June 19, 2015 by bck1402
Jurassic World makes a fairly bold statement from the off. Having been in operation for the last ten years, attendance is waning. They note that attendance spikes every time a new attraction is introduced, and in typically American fashion, they decide to “go big, or go home.” They decide to create a new hybrid dinosaur that is bigger and badder than anything before.
“…your scientists were so preoccupied with whether or not they could that they didn’t stop to think if they should.” – Ian Malcolm (Jurassic Park)
It says something about the current state of entertainment as well. As much as we clamour for something ’New’ – at least, we say we want something new – but what we actually expect is more of the same. After all, this is a Jurassic Park movie, right? Do we really want something new? Sure. As with the waning visitors to the park in the movie, we have become jaded and the dinosaurs on screen are really not cutting it anymore. We’ve seen them before in the previous movies, and other copycats or documentaries that employ the same visual effects. The “Wow” factor is gone, so we want something new.
And when that comes along, what do we expect?
More of the same dino-action that we loved before.
“Oh, yeah. Oooh, ahhh, that’s how it always starts. Then later there’s running and… screaming.” – Ian Malcolm (The Lost World: Jurassic Park)
So what do we truly want in our entertainment these days? Often we don’t recognise the “something new” or “something different” until it’s passed us by. Forgive me for harping over some of these shows again, but let’s take the Wachowskis for example.
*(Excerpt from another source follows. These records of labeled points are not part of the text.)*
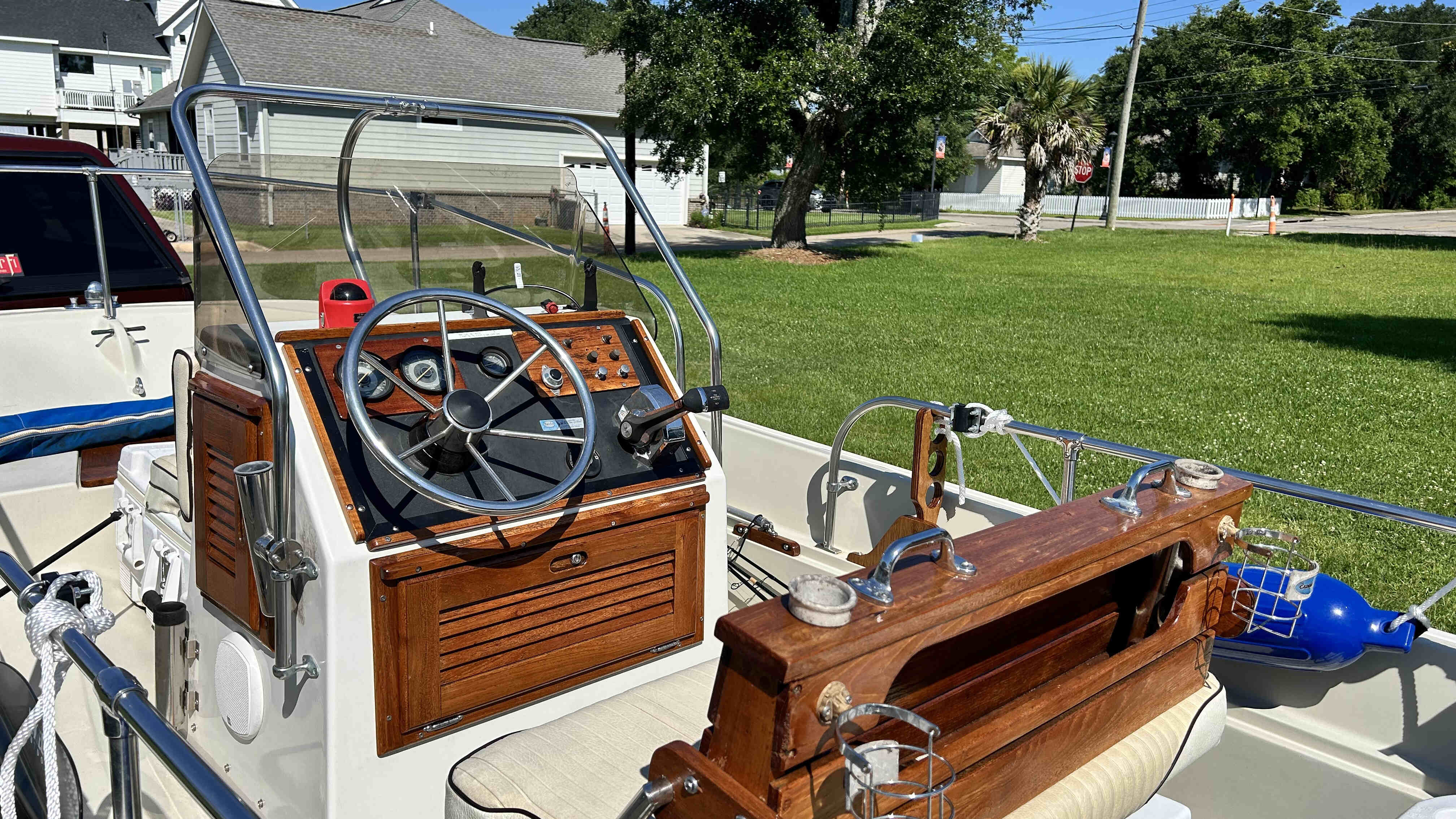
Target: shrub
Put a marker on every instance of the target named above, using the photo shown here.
(1308, 199)
(697, 219)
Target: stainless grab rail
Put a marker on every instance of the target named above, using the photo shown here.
(127, 715)
(845, 484)
(248, 298)
(1071, 441)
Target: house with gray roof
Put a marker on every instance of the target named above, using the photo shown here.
(414, 49)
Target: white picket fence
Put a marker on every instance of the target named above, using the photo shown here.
(1129, 208)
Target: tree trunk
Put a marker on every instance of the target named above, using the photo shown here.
(794, 199)
(1028, 218)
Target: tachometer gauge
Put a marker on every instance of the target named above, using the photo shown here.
(495, 363)
(423, 369)
(373, 385)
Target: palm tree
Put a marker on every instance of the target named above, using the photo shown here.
(1049, 114)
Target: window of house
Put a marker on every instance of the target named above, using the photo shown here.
(242, 133)
(210, 132)
(446, 123)
(78, 65)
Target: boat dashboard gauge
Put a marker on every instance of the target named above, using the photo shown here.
(495, 362)
(373, 385)
(423, 369)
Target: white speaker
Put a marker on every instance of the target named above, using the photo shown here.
(238, 687)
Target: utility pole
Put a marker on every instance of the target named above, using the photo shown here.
(935, 153)
(629, 237)
(1122, 127)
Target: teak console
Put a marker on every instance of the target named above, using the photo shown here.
(1081, 627)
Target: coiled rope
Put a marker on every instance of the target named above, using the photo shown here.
(44, 626)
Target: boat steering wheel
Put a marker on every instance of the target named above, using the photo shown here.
(464, 416)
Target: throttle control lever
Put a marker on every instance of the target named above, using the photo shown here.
(644, 423)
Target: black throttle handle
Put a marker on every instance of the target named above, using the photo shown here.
(705, 398)
(638, 428)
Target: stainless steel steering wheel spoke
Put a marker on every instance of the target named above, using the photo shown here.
(447, 385)
(516, 374)
(379, 365)
(427, 442)
(532, 436)
(490, 471)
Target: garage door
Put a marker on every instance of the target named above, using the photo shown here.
(663, 200)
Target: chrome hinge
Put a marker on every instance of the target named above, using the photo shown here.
(443, 723)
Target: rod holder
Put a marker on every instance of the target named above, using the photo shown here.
(255, 503)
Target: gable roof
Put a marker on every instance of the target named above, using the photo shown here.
(81, 24)
(388, 49)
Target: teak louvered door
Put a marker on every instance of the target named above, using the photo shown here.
(229, 428)
(458, 645)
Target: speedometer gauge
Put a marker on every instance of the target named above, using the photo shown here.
(373, 385)
(495, 362)
(423, 369)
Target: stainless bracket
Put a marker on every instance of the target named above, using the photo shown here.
(1124, 500)
(877, 586)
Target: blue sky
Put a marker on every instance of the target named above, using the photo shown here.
(1082, 31)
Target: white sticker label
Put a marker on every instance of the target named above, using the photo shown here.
(480, 334)
(555, 426)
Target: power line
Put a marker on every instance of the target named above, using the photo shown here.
(1291, 63)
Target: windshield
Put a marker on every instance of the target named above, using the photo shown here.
(522, 235)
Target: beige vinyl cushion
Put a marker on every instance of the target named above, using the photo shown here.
(589, 764)
(1120, 780)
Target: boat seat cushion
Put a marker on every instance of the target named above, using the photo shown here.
(589, 764)
(164, 493)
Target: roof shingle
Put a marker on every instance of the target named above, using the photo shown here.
(388, 49)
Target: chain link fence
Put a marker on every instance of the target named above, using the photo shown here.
(755, 209)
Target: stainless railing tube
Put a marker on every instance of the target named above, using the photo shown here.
(255, 503)
(1278, 486)
(101, 248)
(836, 484)
(124, 699)
(396, 105)
(274, 369)
(126, 770)
(351, 138)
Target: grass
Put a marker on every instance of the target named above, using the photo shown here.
(873, 224)
(1323, 359)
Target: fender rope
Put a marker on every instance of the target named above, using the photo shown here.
(44, 626)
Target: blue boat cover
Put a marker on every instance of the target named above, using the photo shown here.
(69, 429)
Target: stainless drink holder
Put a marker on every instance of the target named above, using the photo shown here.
(873, 770)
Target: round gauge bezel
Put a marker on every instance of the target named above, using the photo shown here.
(388, 387)
(506, 368)
(414, 353)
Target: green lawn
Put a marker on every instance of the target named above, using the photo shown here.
(1320, 359)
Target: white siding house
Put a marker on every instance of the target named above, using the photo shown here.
(72, 68)
(416, 49)
(1007, 177)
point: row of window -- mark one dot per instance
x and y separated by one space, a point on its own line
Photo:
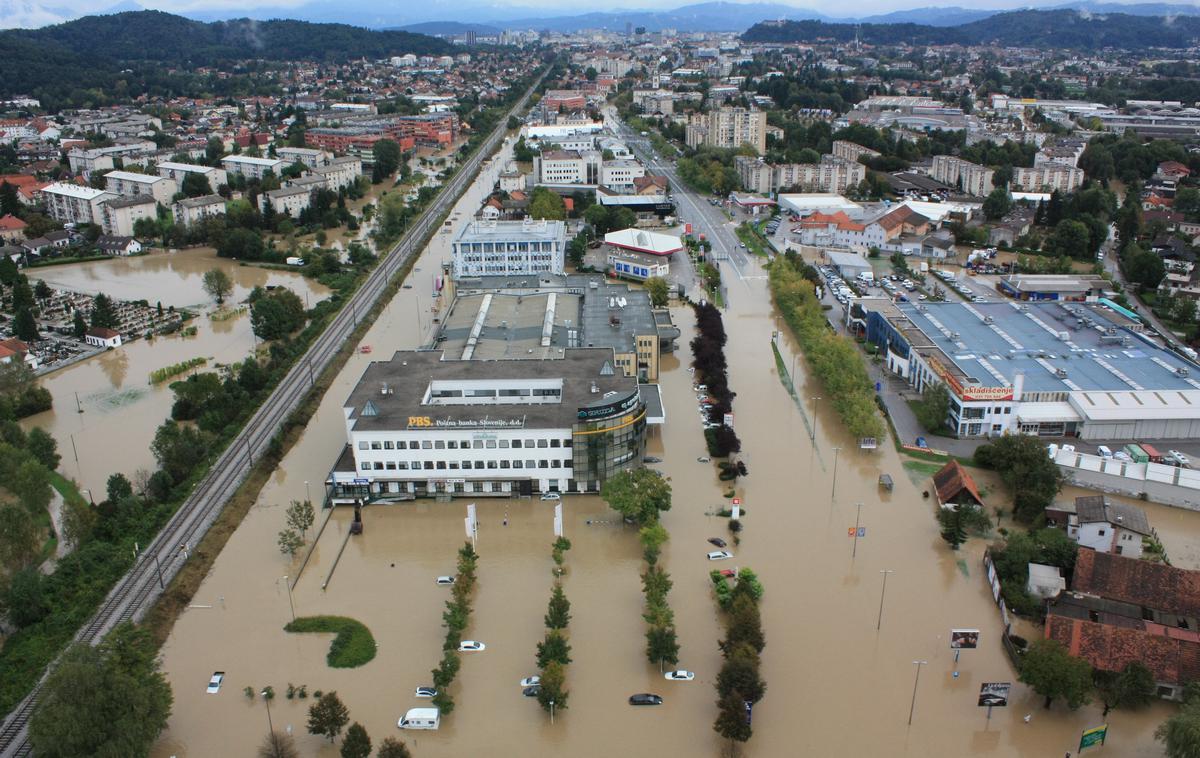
467 444
461 465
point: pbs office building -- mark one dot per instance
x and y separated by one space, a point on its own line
420 425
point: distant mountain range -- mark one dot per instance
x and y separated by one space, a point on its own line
697 17
1067 29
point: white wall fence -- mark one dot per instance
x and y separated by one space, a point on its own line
1151 481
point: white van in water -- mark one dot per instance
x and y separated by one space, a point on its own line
420 719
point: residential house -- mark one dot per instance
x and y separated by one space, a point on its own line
102 337
1122 611
76 204
12 229
191 211
113 245
121 214
1108 527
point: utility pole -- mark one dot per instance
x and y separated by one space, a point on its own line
917 679
879 623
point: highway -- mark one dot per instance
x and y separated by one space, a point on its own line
138 589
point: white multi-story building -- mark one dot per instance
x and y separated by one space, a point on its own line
177 172
193 210
972 178
121 214
291 200
130 185
340 173
309 156
1048 178
729 127
832 174
621 174
847 150
251 167
425 425
568 167
76 204
509 247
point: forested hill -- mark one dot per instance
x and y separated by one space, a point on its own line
167 38
1042 29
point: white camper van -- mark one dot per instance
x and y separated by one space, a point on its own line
420 719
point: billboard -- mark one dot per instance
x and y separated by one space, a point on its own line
964 638
994 693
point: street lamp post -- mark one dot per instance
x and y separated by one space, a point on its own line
814 435
833 492
917 679
858 518
879 621
267 698
291 602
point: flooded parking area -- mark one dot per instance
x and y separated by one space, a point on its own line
840 677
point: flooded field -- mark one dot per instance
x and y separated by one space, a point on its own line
173 278
837 686
121 408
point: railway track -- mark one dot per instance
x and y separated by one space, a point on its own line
166 554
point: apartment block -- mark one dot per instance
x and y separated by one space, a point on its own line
1048 178
972 178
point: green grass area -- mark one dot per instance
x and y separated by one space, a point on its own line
353 647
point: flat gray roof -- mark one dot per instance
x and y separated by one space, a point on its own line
1098 353
408 373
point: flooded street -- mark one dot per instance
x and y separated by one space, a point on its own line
835 686
121 408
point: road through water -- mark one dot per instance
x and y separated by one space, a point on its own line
837 686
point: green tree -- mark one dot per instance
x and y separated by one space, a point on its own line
1132 687
546 204
18 537
1026 470
391 747
289 542
387 155
934 407
1054 674
639 494
558 613
217 284
731 720
997 204
71 720
276 313
328 716
661 645
103 312
357 743
24 325
277 745
1071 239
300 516
1180 734
553 648
553 686
659 290
43 447
949 519
24 599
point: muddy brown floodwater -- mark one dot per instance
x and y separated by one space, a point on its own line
121 408
835 685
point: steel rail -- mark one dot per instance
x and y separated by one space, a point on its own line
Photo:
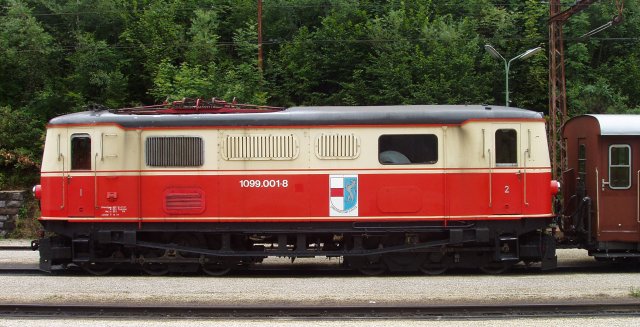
364 312
15 248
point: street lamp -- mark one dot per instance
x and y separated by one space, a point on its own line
494 53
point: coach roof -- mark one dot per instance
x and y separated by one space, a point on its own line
360 115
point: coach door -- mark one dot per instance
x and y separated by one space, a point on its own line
506 176
80 176
618 204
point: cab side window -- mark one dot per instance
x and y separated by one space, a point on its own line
506 147
620 166
80 152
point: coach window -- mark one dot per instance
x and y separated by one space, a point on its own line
408 149
506 147
80 152
582 162
619 166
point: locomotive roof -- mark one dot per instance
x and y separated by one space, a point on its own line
336 115
618 124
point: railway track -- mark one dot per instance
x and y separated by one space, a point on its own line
366 312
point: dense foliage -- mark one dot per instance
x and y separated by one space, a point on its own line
57 56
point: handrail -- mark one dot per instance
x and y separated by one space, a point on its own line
95 181
490 180
64 180
598 201
526 203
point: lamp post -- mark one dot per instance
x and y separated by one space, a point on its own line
494 53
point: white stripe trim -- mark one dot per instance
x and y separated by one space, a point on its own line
310 219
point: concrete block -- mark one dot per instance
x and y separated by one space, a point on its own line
14 204
9 211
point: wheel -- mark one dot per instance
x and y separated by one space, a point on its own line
215 267
495 267
98 268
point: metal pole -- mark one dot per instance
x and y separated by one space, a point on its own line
260 35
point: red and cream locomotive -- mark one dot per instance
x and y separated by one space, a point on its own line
213 186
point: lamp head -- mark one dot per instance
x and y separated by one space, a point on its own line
493 52
529 53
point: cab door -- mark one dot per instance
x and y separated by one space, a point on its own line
506 174
618 203
81 176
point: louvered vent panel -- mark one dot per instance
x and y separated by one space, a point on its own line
337 146
174 151
260 147
184 201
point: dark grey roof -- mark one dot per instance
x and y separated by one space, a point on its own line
306 116
618 124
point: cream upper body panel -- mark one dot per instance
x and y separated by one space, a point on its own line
470 145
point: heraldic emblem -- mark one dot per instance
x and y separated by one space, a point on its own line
343 195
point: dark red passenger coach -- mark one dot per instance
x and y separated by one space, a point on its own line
602 185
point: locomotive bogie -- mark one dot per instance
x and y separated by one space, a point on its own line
438 190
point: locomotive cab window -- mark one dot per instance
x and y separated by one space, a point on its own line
506 147
174 151
80 152
619 166
408 149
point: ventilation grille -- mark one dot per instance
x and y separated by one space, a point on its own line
260 147
174 151
337 146
183 201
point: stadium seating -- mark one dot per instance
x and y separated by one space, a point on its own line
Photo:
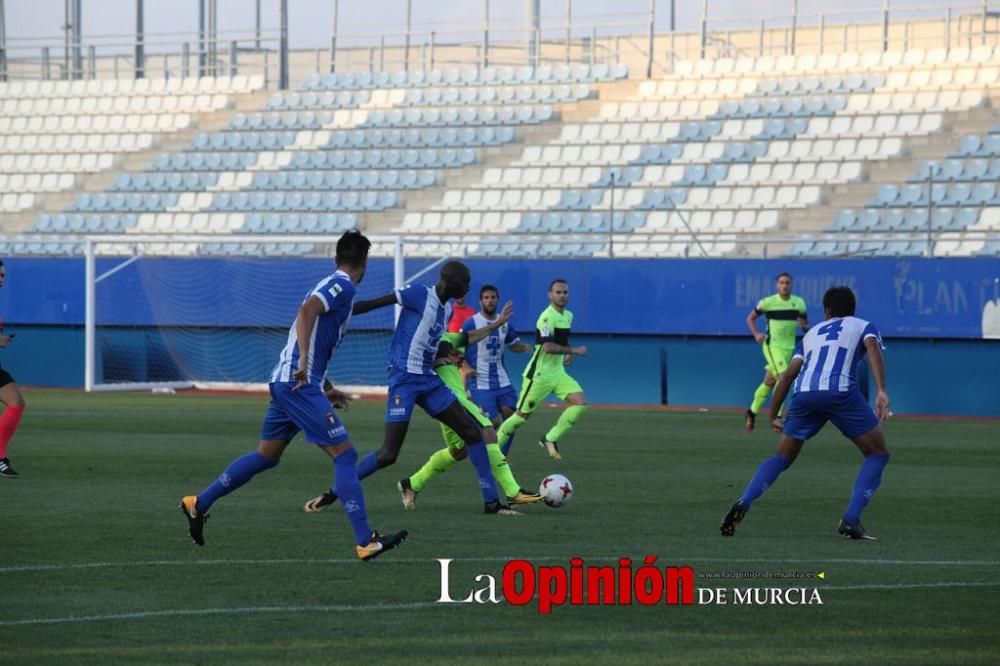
693 164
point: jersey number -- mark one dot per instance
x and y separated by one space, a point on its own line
832 330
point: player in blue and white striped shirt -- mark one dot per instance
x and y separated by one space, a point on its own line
490 386
299 402
412 380
824 371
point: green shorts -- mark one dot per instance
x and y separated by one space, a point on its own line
536 389
776 358
451 437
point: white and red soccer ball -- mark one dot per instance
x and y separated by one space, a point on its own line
555 490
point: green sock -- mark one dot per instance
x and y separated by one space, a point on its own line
501 471
760 397
439 462
451 438
566 421
509 427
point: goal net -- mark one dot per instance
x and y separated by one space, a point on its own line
194 312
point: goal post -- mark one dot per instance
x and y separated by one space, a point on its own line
199 311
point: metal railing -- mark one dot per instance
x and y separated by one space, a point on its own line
630 37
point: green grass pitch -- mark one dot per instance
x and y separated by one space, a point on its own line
97 566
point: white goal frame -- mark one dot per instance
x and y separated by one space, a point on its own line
92 250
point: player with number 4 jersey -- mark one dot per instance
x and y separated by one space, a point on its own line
824 372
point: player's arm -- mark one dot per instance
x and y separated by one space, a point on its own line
752 325
305 322
553 348
781 390
478 334
876 362
361 307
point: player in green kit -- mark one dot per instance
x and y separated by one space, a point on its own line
785 313
446 365
546 373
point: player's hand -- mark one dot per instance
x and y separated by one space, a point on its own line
338 398
505 314
454 357
882 406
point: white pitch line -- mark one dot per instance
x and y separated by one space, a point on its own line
907 586
677 561
248 610
244 610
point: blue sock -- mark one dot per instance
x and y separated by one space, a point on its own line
506 445
869 477
481 461
766 474
238 473
367 466
352 497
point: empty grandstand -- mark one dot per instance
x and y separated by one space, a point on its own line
828 151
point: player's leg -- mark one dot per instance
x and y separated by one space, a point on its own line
776 362
568 390
759 398
805 418
439 462
13 399
278 428
506 405
455 416
532 394
854 418
404 391
370 544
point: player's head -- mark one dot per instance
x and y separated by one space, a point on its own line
839 302
559 292
352 252
455 279
783 282
489 296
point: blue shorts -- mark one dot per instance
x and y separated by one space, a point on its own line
491 401
407 390
810 410
306 409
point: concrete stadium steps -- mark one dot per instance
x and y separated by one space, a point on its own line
897 170
99 181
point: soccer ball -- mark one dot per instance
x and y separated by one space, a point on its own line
556 490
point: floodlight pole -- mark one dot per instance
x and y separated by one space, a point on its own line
140 33
651 46
406 38
256 26
3 42
201 38
77 39
283 48
90 291
333 37
532 23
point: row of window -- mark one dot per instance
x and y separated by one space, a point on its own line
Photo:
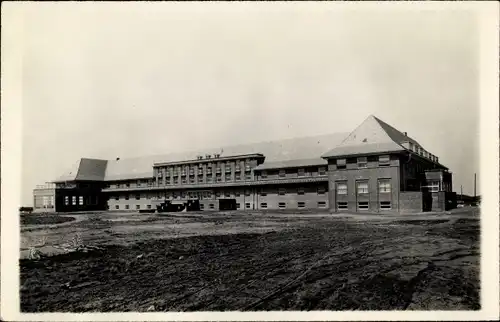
300 172
384 186
362 162
364 205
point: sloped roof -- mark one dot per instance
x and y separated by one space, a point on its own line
371 136
85 170
291 164
274 151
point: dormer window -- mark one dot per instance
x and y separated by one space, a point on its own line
362 162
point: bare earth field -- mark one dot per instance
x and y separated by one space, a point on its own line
257 261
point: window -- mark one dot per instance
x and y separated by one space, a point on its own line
384 186
362 162
342 205
362 187
384 160
341 163
363 205
341 188
385 205
433 186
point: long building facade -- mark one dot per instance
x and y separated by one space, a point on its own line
375 168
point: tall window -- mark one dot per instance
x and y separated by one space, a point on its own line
341 188
433 186
384 186
362 187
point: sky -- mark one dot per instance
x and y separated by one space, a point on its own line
107 80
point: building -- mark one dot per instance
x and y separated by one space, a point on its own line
375 168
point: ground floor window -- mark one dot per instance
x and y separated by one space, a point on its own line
342 205
385 205
363 205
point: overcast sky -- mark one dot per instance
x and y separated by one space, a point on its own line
126 79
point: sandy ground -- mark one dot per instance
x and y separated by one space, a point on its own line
255 261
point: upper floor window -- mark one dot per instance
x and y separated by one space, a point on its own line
433 186
384 160
341 188
384 186
341 163
362 162
362 187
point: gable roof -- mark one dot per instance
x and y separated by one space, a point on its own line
274 151
85 170
371 136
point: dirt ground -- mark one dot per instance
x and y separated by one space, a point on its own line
254 261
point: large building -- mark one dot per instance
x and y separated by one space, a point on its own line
375 168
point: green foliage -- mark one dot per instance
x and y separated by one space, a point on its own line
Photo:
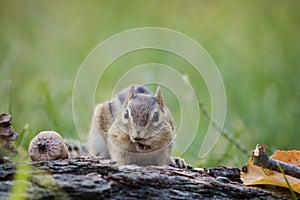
255 45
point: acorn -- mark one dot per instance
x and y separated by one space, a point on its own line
47 145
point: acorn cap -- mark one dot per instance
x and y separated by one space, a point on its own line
47 145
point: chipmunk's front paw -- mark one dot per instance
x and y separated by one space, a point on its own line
179 163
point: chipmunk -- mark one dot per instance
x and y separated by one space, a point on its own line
135 127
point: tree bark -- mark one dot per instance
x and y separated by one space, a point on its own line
94 178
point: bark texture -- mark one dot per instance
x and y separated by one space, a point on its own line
94 178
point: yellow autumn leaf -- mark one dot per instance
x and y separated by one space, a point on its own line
255 175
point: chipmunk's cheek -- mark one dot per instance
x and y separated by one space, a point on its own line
142 147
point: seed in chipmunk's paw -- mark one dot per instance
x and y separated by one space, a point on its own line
47 145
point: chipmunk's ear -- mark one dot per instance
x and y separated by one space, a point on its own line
158 97
130 94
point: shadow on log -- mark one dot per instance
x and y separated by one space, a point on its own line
93 178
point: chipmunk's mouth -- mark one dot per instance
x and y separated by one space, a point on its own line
142 147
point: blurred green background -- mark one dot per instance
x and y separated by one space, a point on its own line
255 45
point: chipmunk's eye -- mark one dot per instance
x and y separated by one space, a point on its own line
126 114
155 117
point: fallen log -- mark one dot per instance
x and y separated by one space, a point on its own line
95 178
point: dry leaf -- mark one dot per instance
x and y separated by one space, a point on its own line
255 175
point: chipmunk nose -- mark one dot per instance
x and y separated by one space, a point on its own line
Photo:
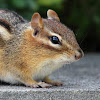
79 54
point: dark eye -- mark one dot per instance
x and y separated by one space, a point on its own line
54 40
35 32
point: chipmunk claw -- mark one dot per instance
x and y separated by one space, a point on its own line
33 85
44 85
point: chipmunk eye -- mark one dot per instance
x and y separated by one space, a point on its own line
54 40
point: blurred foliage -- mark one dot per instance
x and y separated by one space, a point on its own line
82 16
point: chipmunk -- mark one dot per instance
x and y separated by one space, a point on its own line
31 51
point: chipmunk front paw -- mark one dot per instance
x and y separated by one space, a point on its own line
40 85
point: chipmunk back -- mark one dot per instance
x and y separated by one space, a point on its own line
31 51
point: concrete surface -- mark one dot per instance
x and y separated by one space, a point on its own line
81 82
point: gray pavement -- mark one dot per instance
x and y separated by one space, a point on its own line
81 81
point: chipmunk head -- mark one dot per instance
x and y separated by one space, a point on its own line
53 39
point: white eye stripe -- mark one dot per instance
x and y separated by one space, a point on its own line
54 34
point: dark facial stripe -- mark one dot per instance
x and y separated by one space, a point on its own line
5 24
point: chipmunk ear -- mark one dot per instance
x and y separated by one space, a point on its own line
52 15
36 21
4 33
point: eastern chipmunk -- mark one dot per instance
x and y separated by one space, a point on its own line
31 51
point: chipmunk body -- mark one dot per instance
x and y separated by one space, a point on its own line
31 51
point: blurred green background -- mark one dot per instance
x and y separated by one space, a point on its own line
82 16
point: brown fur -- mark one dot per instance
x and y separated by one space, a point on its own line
25 55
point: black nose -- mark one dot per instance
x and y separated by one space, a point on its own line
79 54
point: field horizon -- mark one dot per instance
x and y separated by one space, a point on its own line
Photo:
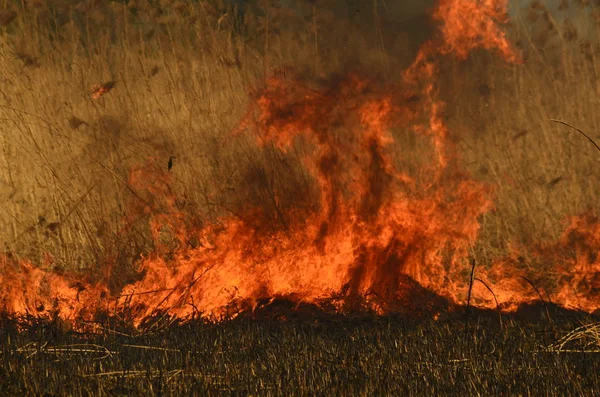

Any new project that comes from them these days is likely to be branded with “From the creators of The Matrix”, and that can be quite the curse for their projects. Jupiter Ascending was born from the opportunity to do something new and different and the Warner Studio backed them on it. Audience, and critics alike, however didn’t really want anything new because the obvious comparisons to The Matrix were made. The same has happened to their TV project, Sense8, done in collaboration with “The creator of Babylon 5”, J. Michael Straczynski. What I felt was an impressive attempt at massive global scale storytelling, utilising a diverse ethnic case, most of whom hailed from the country their story took place in, was considered too ‘muddled’ to be easily comprehensible.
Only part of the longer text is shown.